Diatribe

It’s important to know when to lie low. For example, not engage in an argument.
Actually, I guess it’s not even an argument -if you don’t listen to the other side. It’s a lecture.
” But this is not an argument. We’re just discussing this.”, the other person will say. Calling it a discussion when only one side gets heard is not a discussion; if you are continually talked over, it’s an assault. So there is a restriction placed on who gets heard and who is listened to.

You don’t have to be amenable to the downright ridiculous; learn how not to be drawn into someone else’s need for instant gratification. It’s not a discussion, it’s a diatribe- an angry critical and abusive speech.
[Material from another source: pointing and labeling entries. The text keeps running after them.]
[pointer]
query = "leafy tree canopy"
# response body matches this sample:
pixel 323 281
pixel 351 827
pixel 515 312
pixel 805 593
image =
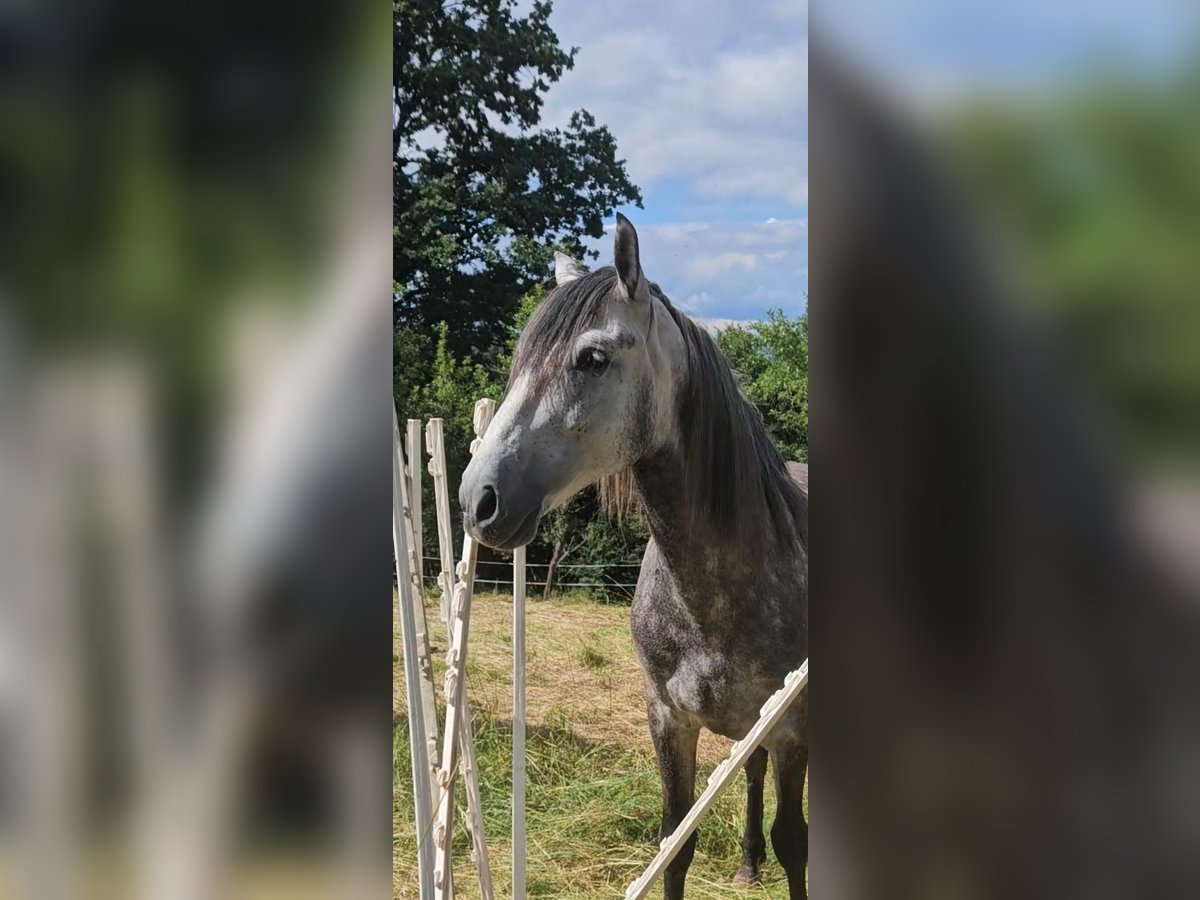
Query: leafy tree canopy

Refusing this type of contest is not losing; it’s winning.

8 Replies to “Diatribe”

  1. I argue both sides of things inside my head if I am upset about something. It can be months before I am ready to discuss it with the person who triggered it. Or even never, if it hurt enough. I always want to forgive first. Then find out if reconciliation will happen.

    Liked by 1 person

    1. The issue of reconciliation is a rocky shore.
      I appreciate your approach to having internal dialogues, and you may be wiser than most to keep them internalized. I for good or ill find that internal dialogue only takes me so far. I am amazed at what happens when I either put it in writing or speak it out loud. And that’s where I get in trouble. Thinking out loud is dangerous when your thoughts are all over the place. In doing those I sometimes offend. Your approach may result in less trauma.

      Liked by 1 person

      1. I often work feelings out by writing poems. I wondered why I don’t cry with some of them. I tried reading them aloud and OH, there the emotion is. It was interesting trying to record some of my poems for the site, I had to do more than one try for some. The emotions came right up.

        Liked by 1 person

      2. It’s interesting to see and feel, what happens when you cross a commentary over from one media to another. Sometimes it intensifies effects and meaning, and sometimes you see things in it that you didn’t initially suspect were there. You mention recording and making it audio., In changing over to the acoustic you go from being an active creator to being the active listener, and that’s a very different role.